BANDUNG, (TB) – Kepala SMP Negeri 1 Cibungbulang, Rismalasari, S.Pd., M.M, berhasil meraih penghargaan bergengsi Suratma Nugraha dari Komunitas Pengajar Penulis Jawa Barat (KPPJ) atas dedikasinya sebagai penggerak literasi di Kabupaten Bogor.

Penghargaan Parasamya Susastra Nugraha Indonesia yang berlangsung di Travello Hotel Bandung, pada Minggu 26/10 ini diberikan kepada 210 insan pendidikan dari berbagai kota dan kabupaten di Jawa Barat, serta sepuluh penerima dari provinsi lain di Indonesia. KPPJ yang diketuai oleh Prawiro Sudirjo memberikan apresiasi dalam tiga kategori, yaitu Susastra (Penulis Solo), Suratma (Penggerak Literasi), dan Praja (Siswa).

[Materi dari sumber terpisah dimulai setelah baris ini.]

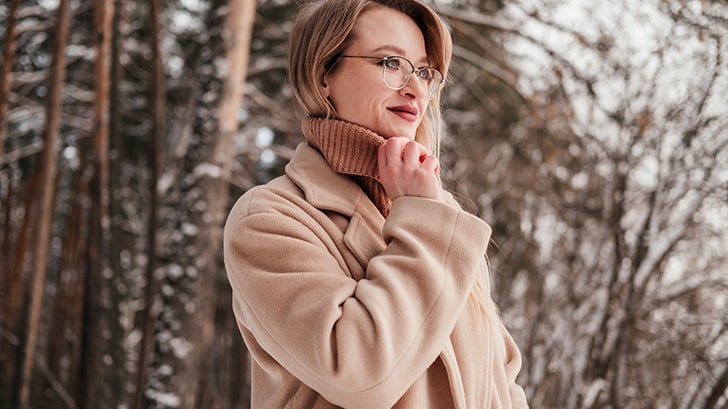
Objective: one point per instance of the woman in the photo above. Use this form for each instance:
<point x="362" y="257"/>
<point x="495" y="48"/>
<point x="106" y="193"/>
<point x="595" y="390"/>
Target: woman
<point x="357" y="281"/>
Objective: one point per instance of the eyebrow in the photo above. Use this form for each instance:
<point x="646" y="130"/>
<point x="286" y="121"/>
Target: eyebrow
<point x="399" y="51"/>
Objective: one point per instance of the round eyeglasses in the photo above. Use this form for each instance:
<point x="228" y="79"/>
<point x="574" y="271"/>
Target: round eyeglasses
<point x="397" y="70"/>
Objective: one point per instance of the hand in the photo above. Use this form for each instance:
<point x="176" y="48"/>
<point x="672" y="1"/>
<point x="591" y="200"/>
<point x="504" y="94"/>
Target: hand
<point x="407" y="169"/>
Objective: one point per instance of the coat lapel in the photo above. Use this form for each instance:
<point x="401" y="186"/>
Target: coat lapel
<point x="330" y="191"/>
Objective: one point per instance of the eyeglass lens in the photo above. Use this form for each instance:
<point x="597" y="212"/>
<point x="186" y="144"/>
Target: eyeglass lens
<point x="398" y="70"/>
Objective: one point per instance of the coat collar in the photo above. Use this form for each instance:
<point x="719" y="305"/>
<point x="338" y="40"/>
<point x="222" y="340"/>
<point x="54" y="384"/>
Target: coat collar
<point x="327" y="190"/>
<point x="324" y="188"/>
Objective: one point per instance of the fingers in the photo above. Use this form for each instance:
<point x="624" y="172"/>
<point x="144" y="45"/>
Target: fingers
<point x="407" y="169"/>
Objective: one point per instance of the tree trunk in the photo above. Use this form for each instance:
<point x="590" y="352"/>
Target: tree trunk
<point x="149" y="314"/>
<point x="7" y="347"/>
<point x="6" y="77"/>
<point x="48" y="169"/>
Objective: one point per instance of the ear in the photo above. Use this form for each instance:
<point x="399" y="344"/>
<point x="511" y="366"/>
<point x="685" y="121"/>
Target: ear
<point x="324" y="85"/>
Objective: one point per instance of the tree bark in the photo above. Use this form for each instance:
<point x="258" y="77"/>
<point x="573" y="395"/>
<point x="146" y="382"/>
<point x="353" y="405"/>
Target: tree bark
<point x="148" y="315"/>
<point x="6" y="77"/>
<point x="48" y="169"/>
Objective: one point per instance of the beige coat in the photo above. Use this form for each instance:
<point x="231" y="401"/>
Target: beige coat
<point x="342" y="308"/>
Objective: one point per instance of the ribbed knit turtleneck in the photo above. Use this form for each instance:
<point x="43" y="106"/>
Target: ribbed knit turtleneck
<point x="350" y="150"/>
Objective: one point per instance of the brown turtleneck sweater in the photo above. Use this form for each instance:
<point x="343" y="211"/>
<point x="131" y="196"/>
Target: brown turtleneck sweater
<point x="351" y="150"/>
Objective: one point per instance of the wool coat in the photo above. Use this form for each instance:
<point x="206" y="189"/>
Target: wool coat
<point x="340" y="307"/>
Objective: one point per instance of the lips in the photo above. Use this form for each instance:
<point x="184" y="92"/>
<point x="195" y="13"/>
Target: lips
<point x="407" y="112"/>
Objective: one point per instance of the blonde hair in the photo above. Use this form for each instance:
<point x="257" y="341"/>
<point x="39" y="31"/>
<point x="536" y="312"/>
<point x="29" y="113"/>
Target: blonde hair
<point x="323" y="29"/>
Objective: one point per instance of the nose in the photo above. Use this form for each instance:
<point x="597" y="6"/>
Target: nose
<point x="415" y="87"/>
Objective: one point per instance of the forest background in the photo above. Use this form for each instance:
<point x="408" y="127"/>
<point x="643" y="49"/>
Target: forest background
<point x="592" y="136"/>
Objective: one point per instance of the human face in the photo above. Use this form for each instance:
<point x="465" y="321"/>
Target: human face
<point x="355" y="86"/>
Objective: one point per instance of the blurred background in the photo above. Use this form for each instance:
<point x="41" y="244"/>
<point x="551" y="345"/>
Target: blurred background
<point x="592" y="136"/>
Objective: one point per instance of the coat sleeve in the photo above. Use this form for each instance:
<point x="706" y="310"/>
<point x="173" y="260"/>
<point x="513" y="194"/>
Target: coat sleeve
<point x="360" y="344"/>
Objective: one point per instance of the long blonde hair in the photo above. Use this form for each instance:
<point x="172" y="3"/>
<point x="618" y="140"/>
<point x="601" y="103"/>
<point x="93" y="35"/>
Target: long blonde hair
<point x="323" y="29"/>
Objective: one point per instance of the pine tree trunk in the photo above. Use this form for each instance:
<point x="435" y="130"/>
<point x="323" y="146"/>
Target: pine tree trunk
<point x="48" y="169"/>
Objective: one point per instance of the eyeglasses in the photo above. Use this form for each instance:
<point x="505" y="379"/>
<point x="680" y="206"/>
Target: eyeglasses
<point x="396" y="72"/>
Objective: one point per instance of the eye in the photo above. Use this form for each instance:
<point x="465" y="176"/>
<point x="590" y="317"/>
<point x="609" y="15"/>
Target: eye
<point x="392" y="64"/>
<point x="425" y="74"/>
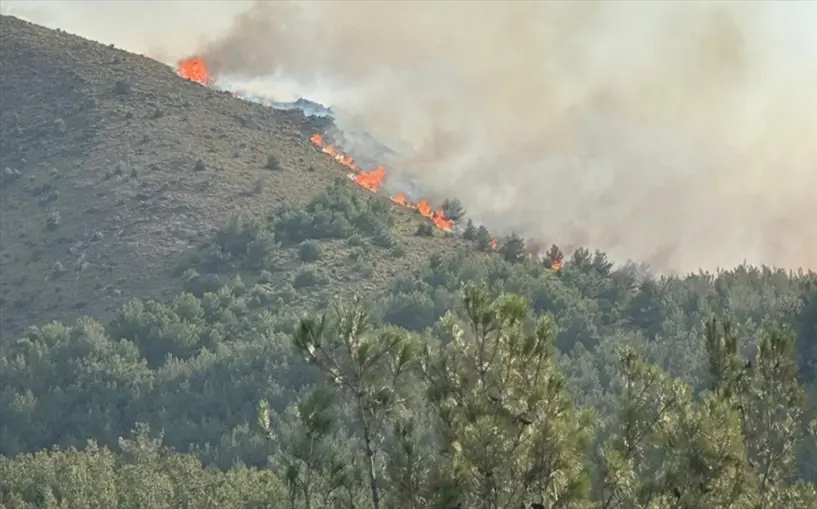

Rismalasari menjadi salah satu figur pendidikan asal Kabupaten Bogor yang menerima penghargaan tersebut bersama empat pendidik lainnya, yakni Sri Rismayanti (SMPN 3 Cileungsi), Dr. Wulan Widaningsih (Pengawas Sekolah), Marni Lestarina (SD Nurul Karimah Bojonggede), dan Hastuti Nirmala (SMAN 1 Bojonggede).

Dalam keterangannya, Rismalasari menyampaikan rasa syukur dan haru atas penghargaan yang diraihnya. Ia menilai apresiasi ini menjadi motivasi untuk terus menumbuhkan semangat literasi di lingkungan sekolah dan masyarakat.

“Penghargaan ini bukan semata-mata untuk pribadi saya, tapi untuk seluruh keluarga besar SMPN 1 Cibungbulang. Ini adalah hasil kerja bersama dalam menghidupkan budaya literasi di sekolah kami,” ungkap Rismalasari, Sabtu (25/10/2025).

Lebih lanjut, ia menjelaskan bahwa gerakan literasi di sekolah yang dipimpinnya telah menjadi bagian dari kegiatan pembiasaan siswa, baik melalui pojok baca kelas, jurnal refleksi harian, hingga kegiatan menulis kreatif yang diikuti oleh para guru dan peserta didik.

“Kami ingin menumbuhkan kebiasaan membaca dan menulis bukan sebagai kewajiban, tapi sebagai kebutuhan. Literasi adalah fondasi untuk melahirkan generasi berpikir kritis, beretika, dan berdaya saing,” ujar Rismalasari.

Menurutnya, penghargaan Suratma Nugraha menjadi pengingat agar para pendidik tidak berhenti berinovasi dan berbagi inspirasi melalui gerakan literasi yang berkelanjutan.

“Saya berharap semakin banyak guru di Kabupaten Bogor yang ikut aktif menulis dan menggerakkan literasi. Karena lewat tulisan, kita meninggalkan jejak pengetahuan yang akan terus hidup,” tambahnya.